Han pasado 67 años de dictadura. Sesenta y siete años viendo cómo generaciones enteras nacen, envejecen y fallecen sin conocer la libertad. Escuchando promesas, falsas aperturas y supuestas reformas que siempre terminan en lo mismo: más represión, más presos políticos y más miseria. Es natural sentir impaciencia. Lo que no sería natural es permitir que esa impaciencia nos haga cometer el peor error de todos: dividirnos cuando el régimen enfrenta uno de los momentos más difíciles de su historia.
Hoy algunos descargan su frustración contra quienes han defendido la causa de Cuba durante décadas. Se olvidan de algo esencial: la política no se gana con emociones; se gana conservando las mayorías que permiten actuar.

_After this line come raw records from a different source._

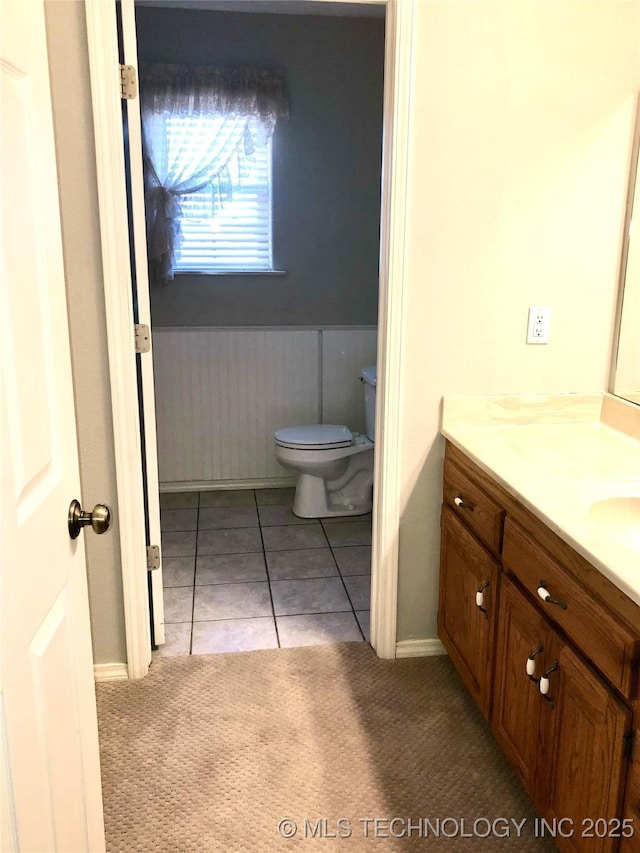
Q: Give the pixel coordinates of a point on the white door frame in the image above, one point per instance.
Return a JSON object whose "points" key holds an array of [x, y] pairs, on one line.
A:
{"points": [[105, 89]]}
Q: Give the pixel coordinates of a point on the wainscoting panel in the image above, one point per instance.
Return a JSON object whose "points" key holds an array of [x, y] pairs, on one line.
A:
{"points": [[344, 353], [222, 393]]}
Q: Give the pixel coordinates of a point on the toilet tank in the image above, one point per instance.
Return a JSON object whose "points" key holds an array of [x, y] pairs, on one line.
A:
{"points": [[368, 377]]}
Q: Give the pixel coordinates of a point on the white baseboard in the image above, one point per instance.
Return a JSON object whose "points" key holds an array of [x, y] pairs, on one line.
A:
{"points": [[419, 648], [110, 671], [221, 485]]}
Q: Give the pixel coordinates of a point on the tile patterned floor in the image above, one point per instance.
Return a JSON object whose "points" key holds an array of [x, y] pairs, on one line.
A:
{"points": [[241, 572]]}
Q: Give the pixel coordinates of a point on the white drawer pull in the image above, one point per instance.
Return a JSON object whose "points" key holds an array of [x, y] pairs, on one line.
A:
{"points": [[543, 685], [531, 662], [458, 501], [545, 595], [480, 598]]}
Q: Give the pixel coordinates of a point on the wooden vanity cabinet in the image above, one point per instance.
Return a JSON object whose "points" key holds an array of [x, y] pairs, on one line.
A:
{"points": [[569, 746], [467, 628]]}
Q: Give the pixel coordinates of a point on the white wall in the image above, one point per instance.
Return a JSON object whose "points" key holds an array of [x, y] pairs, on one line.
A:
{"points": [[521, 137], [221, 393]]}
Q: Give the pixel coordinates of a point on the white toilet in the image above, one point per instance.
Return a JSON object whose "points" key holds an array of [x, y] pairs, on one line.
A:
{"points": [[334, 465]]}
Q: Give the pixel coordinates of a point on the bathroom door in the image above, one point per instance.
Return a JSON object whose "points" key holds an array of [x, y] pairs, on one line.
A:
{"points": [[50, 793], [142, 310]]}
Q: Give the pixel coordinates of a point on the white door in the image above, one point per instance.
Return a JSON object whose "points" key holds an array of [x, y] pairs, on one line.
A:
{"points": [[50, 791], [141, 278]]}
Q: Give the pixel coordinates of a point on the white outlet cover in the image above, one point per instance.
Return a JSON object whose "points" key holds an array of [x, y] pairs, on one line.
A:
{"points": [[538, 325]]}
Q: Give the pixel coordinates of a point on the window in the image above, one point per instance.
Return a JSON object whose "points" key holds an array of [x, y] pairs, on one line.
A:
{"points": [[207, 167], [225, 225]]}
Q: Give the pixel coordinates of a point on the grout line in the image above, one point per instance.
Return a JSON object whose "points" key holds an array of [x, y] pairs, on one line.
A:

Si perdemos nuestros aliados en el Congreso o el Senado, los únicos que celebrarán serán los herederos de Castro, sus sicarios y testaferros. Una mayoría demócrata solo apoyará al opresor, bloqueando iniciativas , limitando acciones y convirtiendo cualquier esfuerzo de la administración del presidente Donald Trump en una batalla cuesta arriba.
¿Eso es lo que queremos?
Porque una cosa es exigir resultados y otra muy distinta es debilitar a quienes han estado del lado correcto de la historia.
Vivimos un momento excepcional. Por primera vez en muchos años tenemos una administración decidida a enfrentar al régimen asesino Castro comunista y un secretario de Estado que no necesita que nadie le explique qué significa el comunismo cubano. Marco Rubio no aprendió la historia de Cuba en un libro; creció escuchándola en su propia casa. Conoce el dolor del destierro y entiende que la libertad de Cuba no es negociable.
¿Vamos ahora a responder con desconfianza y divisiones?
Conviene recordar otra realidad que a veces olvidamos. Los que tienen en sus manos las herramientas del poder son los Americanos, son ellos quienes están utilizando el peso político de Estados Unidos para enfrentar una dictadura que lleva décadas burlándose del mundo democrático. Nosotros los cubanos no podemos exigir como si fuéramos quienes llevamos el timón. Podemos opinar, podemos participar y podemos alzar la voz. Pero también debemos comprender que quienes hoy están dando esa batalla merecen respaldo cuando demuestran, con hechos, su compromiso con la libertad de Cuba. La dictadura siempre ha apostado por el desaliento. Siempre ha querido a dividir el exilio, que se canse, y que pierda la fe. Esa ha sido una de sus armas más eficaces durante décadas. No le regalemos esa victoria.
Margaret Thatcher lo resumió con una claridad extraordinaria:
“Los marxistas madrugan para defender su causa. Nosotros debemos levantarnos aún más temprano para defender nuestra libertad.”
Ese llamado sigue vigente. La libertad no pertenece a los impacientes ni a los resignados. Pertenece a quienes perseveran.
No es momento de abandonar posiciones. No es momento de castigar a nuestros aliados. No es momento de olvidar quién es el verdadero enemigo. Porque las dictaduras parecen invencibles hasta el día en que dejan de serlo. Y cuando ese día llegue, porque llegará, nadie podrá decir que el exilio perdió la batalla por falta de razón. Solo podríamos perderla si nos faltara unidad. Que eso nunca ocurra.
Cuba será libre. Y hoy, más que nunca podemos decirlo con convicción: ese amanecer está más cerca de lo que muchos creen.